Art. 10. Cuando un ciudadano colombiano muera sin dejar herederos conocidos, ó ejecutores testamentarios, las autoridades neerlandesas encargadas por las leyes de la Colonia de la administracion de la sucesion, darán aviso de lo ocurrido á los funcionarios consulares á fin de que trasmitan á los interesados los informes necesarios.

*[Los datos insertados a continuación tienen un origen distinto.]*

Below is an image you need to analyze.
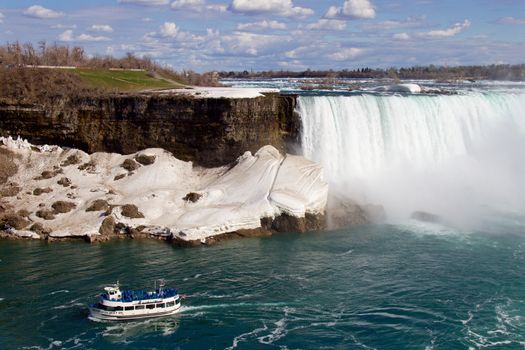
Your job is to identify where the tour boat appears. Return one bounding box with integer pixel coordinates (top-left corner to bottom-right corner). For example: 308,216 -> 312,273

Art. 11. Los Cónsules generales, Cónsules, Vicecónsules y Agentes consulares de Colombia, en su calidad de táles y hasta donde lo permita la Legislacion colombiana, tienen derecho á ser nombrados árbitros en las diferencias que puedan suscitarse entre los Capitanes y las tripulaciones de buques colombianos ; y esto sin la intervencion de las autoridades locales ; á no ser que la conducta del Capitan ó la de la tripulacion sea de carácter tal que turbe el órden y la tranquilidad del pais, ó que los Cónsules generales, Cónsules, Vicecónsules y Agentes consulares soliciten el auxilio de dichas autoridades para ejecutar sus decisiones ó para mantener su autoridad.
Es, no obstante, entendido que este juicio ó arbitraje especial no privará á las partes en el litigio del derecho de apelar, á su regreso, á las autoridades judiciales de su propio pais, cuando la Legislacion de este último les reconozca tal derecho.

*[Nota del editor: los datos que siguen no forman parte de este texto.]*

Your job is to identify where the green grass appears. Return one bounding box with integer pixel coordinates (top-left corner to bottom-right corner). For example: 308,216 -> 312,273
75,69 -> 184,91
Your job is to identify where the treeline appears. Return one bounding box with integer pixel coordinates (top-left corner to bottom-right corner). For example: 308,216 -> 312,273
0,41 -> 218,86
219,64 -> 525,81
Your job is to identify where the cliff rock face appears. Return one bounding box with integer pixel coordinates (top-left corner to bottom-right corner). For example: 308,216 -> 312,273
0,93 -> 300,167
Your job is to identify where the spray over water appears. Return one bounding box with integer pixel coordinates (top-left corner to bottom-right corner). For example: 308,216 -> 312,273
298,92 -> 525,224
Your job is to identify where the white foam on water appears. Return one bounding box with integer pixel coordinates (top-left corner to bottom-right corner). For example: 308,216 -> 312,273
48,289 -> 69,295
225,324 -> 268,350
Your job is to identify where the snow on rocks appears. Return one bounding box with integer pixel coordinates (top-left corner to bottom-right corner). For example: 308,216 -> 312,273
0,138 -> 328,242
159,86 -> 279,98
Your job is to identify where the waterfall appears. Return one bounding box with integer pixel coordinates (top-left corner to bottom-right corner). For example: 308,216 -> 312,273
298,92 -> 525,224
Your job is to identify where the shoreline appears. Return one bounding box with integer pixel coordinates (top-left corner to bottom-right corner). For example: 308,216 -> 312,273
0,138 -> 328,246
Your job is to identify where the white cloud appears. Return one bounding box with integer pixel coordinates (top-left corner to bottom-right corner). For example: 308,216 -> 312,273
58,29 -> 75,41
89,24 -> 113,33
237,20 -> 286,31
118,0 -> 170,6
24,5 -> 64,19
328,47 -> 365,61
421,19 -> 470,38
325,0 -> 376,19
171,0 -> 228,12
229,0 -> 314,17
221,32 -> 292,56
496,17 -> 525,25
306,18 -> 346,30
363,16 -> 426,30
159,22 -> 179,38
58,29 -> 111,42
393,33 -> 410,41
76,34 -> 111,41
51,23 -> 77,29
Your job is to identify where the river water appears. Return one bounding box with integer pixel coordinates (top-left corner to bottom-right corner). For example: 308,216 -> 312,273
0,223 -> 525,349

Art. 12. Los Cónsules generales, Cónsules, Vicecónsules y Agentes consulares que no son súbditos de los Paises Bajos, que al momento de su nombramiento no están establecidos como vecinos en el Reino de los Paises Bajos ó en sus colonias, y que no ejerzan ningun oficio, profesion ó comercio, fuera de sus funciones consulares, estarán exentos de alojamiento militar, de impuestos personales y tambien de todos los impuestos públicos ó municipales que sean considerados como de naturaleza personal, siempre que en Colombia se concedan los mismos favores á los Cónsules generales, Cónsules y Vicecónsules de los Paises Bajos. Esta exencion no puede jamas extenderse á los derechos de Aduana ó á otros impuestos indirectos ó reales.
Los Cónsules generales, Cónsules, Vicecónsules ó Agentes consulares que no son naturales ó súbditos reconocidos de los Paises Bajos, pero que juntamente con sus funciones consulares ejercen alguna profesion ó algun comercio, cualquiera que sea, están obligados como los súbditos neerlandeses y demás habitantes, á soportar las cargas y á pagar los impuestos y contribuciones.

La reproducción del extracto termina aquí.